In 2008, the Catholic Diocese of London filed a lawsuit against AXA Insurance Canada claiming a breach of policy when the company refused to pay for claims related to settlements between the religious organization and the sexual abuse victims of two priests associated with the church.
The church maintained that it had liability insurance in the 1960s and early 1970s, when the alleged abuse took place, which meant it was entitled to coverage from AXA.
In its statement of defense, AXA said that the diocese’s policy is void because church officials not only knew of the sexual abuse accusations against one of their priests before the insurance policy was enacted, but also failed to disclose such information to the insurer. The insurer is additionally demanding the church return the $10 million it had paid out under the insurance policy.
Legal experts believe that if AXA wins the case, it could set off a chain reaction.
“If the insurer is successful, you’re going to see every single insurance company in Canada filing similar suits,” lawyer John McKiggan told The Canadian Press.
McKiggan, unaffiliated with the AXA – Diocese of London case, secured a $13 million settlement from the Catholic Diocese of Antigonish, Nova Scotia, for victims of sexual assault in 2009.
“If I was running an institution like the Catholic Church or a residential institution, I would be concerned because there is rarely a case where at least the allegation isn’t made that persons in authority knew what was going on,” he prefaced.

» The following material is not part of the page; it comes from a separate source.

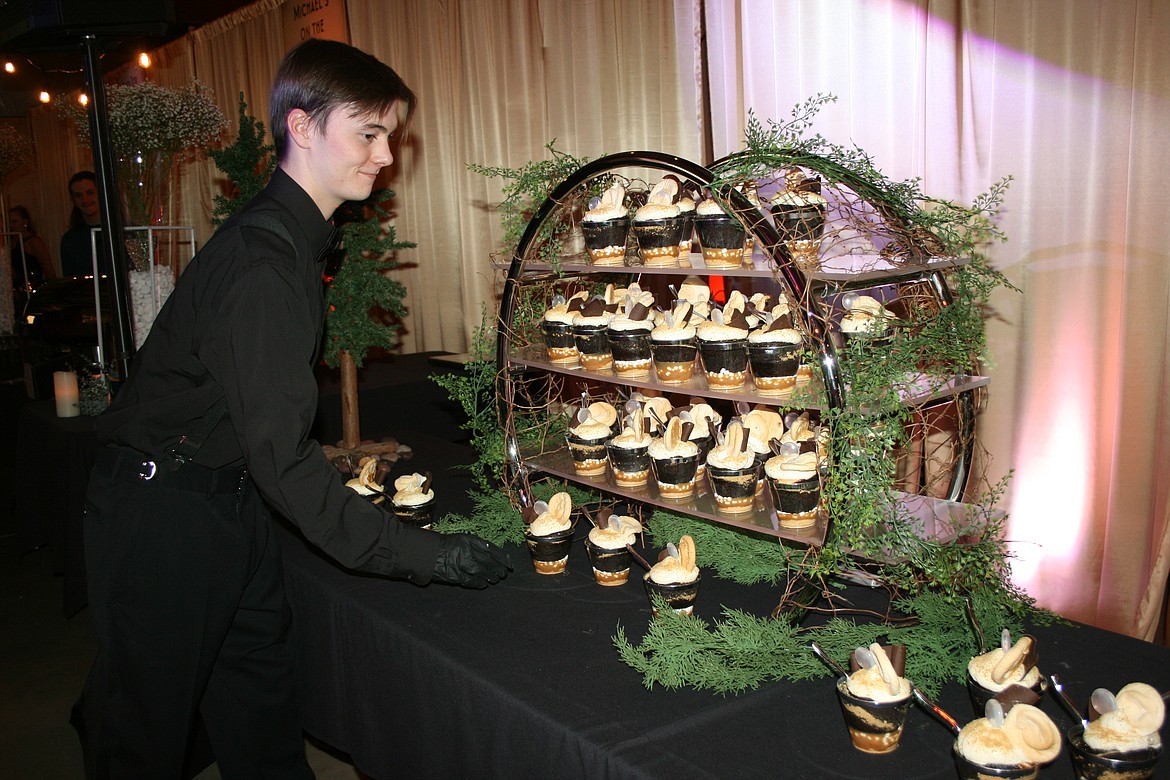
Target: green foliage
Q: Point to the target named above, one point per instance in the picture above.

McKiggan also pointed out that there have been multiple similar lawsuits across the country since.
Susan Vella, a lawyer specializing in sexual assault cases, said that there could be “huge ramifications” if insurers can easily decline institutions coverage, either for sexual abuse settlements or court-ordered damages.

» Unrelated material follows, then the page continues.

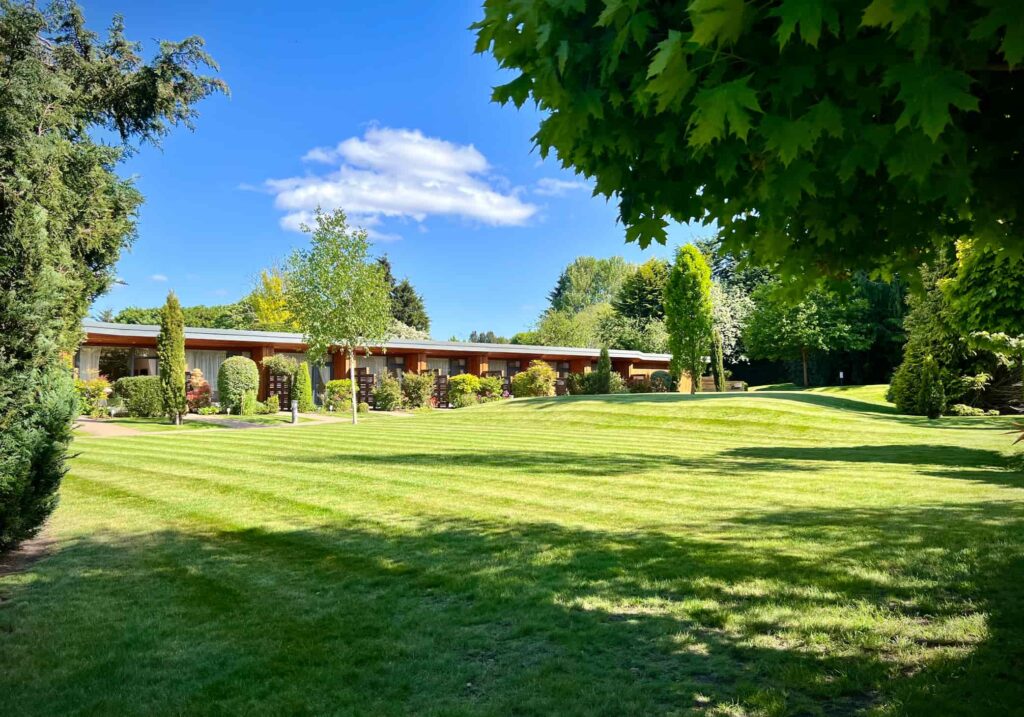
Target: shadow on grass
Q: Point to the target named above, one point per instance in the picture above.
(862, 609)
(951, 461)
(555, 462)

Vella explained that should AXA win the case, institutions moving forward would be more likely to be held liable to pay victims themselves. Paying victims might require these institutions to sell property.
She also added that, if they are desperate enough, religious institutions might also choose to fight victims in court rather than make large settlements.
“It’s going to require victims to perhaps go to trial and perhaps be re-traumatized through that process,” Vella said.